Nonalcoholic Fatty Liver Disease

Implications for Clinical Practice and Health Promotion

Bethany Croke, FNP-BC; Deborah Sampson, FNP-BC

Disclosures

Journal for Nurse Practitioners. 2012;8(1):45-50. 

In This Article

Diagnosis

Many differential diagnoses cause elevated liver enzymes and must be ruled out. Alcoholic fatty liver disease (AFLD) usually presents with hepatomegaly and right upper quadrant tenderness; history reveals alcohol intake that exceeds 20 g/day (1.5 standard alcoholic drinks/day) for women and 30 g/day (2 standard alcoholic drinks/day) for men. The laboratory AST/ALT ratio is typically > 2, as well.

An autoimmune cause should be considered if the patient presents with symptoms of type 1 diabetes, Graves disease, ulcerative colitis, vasculitis, or Sjorgen's disease. Risk factors for viral hepatitis, such as illicit injection drug use, high-risk sexual behavior, and transfusions, should lead to evaluation for these diseases. Evidence of viral hepatitis usually can be identified from serology test results. Medications and toxins can also cause elevated liver enzymes, and symptoms vary based on the particular agent. Therefore, initial diagnostic tests to rule out other diseases and to assess the liver include a complete blood count, antinuclear antibody, erythrocyte sedimentation rate, liver function tests, viral hepatitis serology, and ultrasound of the liver.

Diagnosis of NAFLD has historically been made based on 3 criteria: abnormal hepatic histology, minimal alcohol consumption, and absence of viral hepatitis. If NAFLD is suspected in the presence of elevated liver enzymes, an imaging study should be ordered to detect the presence of fatty infiltrates. Ultrasound is typically used because of its lack of radiation exposure and its cost effectiveness compared to computed tomography scan and magnetic resonance imaging (MRI), respectively. MRI may be preferred despite its cost because of its superior sensitivity in detecting fat, especially since central obesity may result in poor ultrasound findings.

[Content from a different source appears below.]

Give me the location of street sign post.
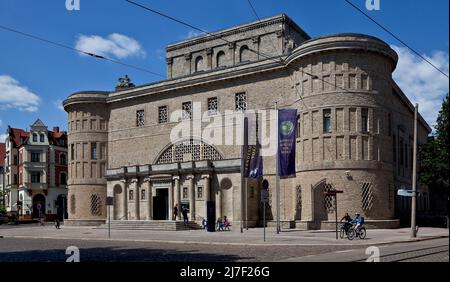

Finally, a liver biopsy is performed to confirm the findings and to assess disease status and potential progression to NASH. Liver biopsy is the only modality that accurately differentiates between fatty liver and NASH. Liver biopsy can also differentiate between NAFLD and alcoholic liver disease because histology findings in AFLD usually show greater cellular inflammation and hepatocellular injury.

In children, waist circumference typically correlates with the severity of NAFLD. Pediatric cases also have a different histological presentation compared to adults. Children show increased inflammation and fibrosis in the portal area, rather than in the lobules, and more severe fatty infiltration. Efforts are made to avoid invasive and risky procedures (liver biopsy) in children, but even the most highly-sensitive MRIs cannot accurately differentiate between fatty liver and NASH.